I have a program that has to execute a function acording to a Enum and I'm wondering If there's another way to it than this:
enum FunctionType
{
Addition = 0,
Substraction = 1,
Mutiplication = 2,
Division = 3
}
void ExecuteFunction(FunctionType Function)
{
switch(Function)
{
case FunctionType.Addition: Addition();
break;
case FunctionType.Substraction: Subsctration();
break;
...
default: ...
}
}
(This is not the code i'm using, it's just to represent what I want to do). This approach should work fine, but what happens when you have much more functions? I don't want to have a 50 line switch. So I want to know if there's a way to simplify it, something like this maybe:
enum FunctionType : Action
{
Addition = new Action(Addition);
Substraction = new Action(Substraction);
....
}
void ExecuteFunction(FunctionType Function)
{
(Action)Function.Invoke();
}
No switch is needed and what could be 50 lines turn into 1 line. But this is not possible to do, only numeric types are acceped as enums.

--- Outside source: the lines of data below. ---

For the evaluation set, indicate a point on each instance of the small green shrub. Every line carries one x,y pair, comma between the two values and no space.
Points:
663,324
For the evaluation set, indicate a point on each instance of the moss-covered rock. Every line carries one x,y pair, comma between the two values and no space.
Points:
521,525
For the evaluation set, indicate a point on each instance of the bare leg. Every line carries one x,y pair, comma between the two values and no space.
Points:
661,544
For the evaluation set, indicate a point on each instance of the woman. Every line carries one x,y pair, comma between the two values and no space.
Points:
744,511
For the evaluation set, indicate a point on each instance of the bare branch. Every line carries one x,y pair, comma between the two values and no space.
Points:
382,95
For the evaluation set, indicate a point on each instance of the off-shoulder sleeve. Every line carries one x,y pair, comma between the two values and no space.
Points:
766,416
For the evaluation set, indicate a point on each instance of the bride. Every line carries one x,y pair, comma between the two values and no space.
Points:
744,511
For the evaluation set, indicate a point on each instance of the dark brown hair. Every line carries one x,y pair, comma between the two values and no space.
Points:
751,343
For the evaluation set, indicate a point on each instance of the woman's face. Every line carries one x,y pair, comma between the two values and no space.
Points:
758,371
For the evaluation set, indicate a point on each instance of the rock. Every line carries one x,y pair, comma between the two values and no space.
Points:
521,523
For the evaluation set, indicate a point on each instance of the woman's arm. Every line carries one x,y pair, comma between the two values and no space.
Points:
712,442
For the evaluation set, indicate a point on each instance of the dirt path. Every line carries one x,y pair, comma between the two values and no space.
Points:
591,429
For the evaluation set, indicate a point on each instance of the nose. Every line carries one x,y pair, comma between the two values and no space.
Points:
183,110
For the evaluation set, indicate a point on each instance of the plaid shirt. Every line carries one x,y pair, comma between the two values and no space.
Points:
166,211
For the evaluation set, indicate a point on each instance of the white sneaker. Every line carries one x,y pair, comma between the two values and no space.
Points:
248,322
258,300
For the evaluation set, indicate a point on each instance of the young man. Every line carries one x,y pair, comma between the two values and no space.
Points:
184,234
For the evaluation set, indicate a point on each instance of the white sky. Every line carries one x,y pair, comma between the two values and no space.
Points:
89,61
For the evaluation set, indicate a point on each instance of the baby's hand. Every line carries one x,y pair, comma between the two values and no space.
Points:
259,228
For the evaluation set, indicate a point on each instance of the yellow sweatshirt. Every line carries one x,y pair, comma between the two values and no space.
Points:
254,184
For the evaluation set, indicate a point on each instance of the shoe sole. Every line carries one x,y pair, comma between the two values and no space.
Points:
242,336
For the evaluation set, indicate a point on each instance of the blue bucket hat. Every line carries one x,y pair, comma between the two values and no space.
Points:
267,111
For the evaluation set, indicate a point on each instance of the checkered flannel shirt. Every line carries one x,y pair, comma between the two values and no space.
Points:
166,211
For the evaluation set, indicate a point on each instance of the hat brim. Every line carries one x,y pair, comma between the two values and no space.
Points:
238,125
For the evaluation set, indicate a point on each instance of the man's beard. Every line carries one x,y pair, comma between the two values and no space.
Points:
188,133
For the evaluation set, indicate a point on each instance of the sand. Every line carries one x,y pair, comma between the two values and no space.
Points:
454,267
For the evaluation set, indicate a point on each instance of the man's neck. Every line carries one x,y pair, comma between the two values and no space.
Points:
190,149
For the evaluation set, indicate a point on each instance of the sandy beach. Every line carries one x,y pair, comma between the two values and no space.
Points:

I think it's posible to have a List<T>
of actions but that would require to add each action to the list at runetime.
EDIT:
I've found on a source code a way this is done, but I can't really understand It. This is what I get:
They create a custom Attribute
that contains a string
(The method name) and on the methods they do:
[CustomAtrribute("name")]
void Method()
{
}
Then I don't know how this is called by it's name, I guess some kind of refelction, bu I don't know how to find the info about this.
EDIT2: I found the way I want to do this, I'll add an interface with a function, then implement that interface with the code inside the function and Use a Dictionary<Enum, Interface>
to call it. I don't know If I should answer my own question, anyways, thanks to everyone one helped me.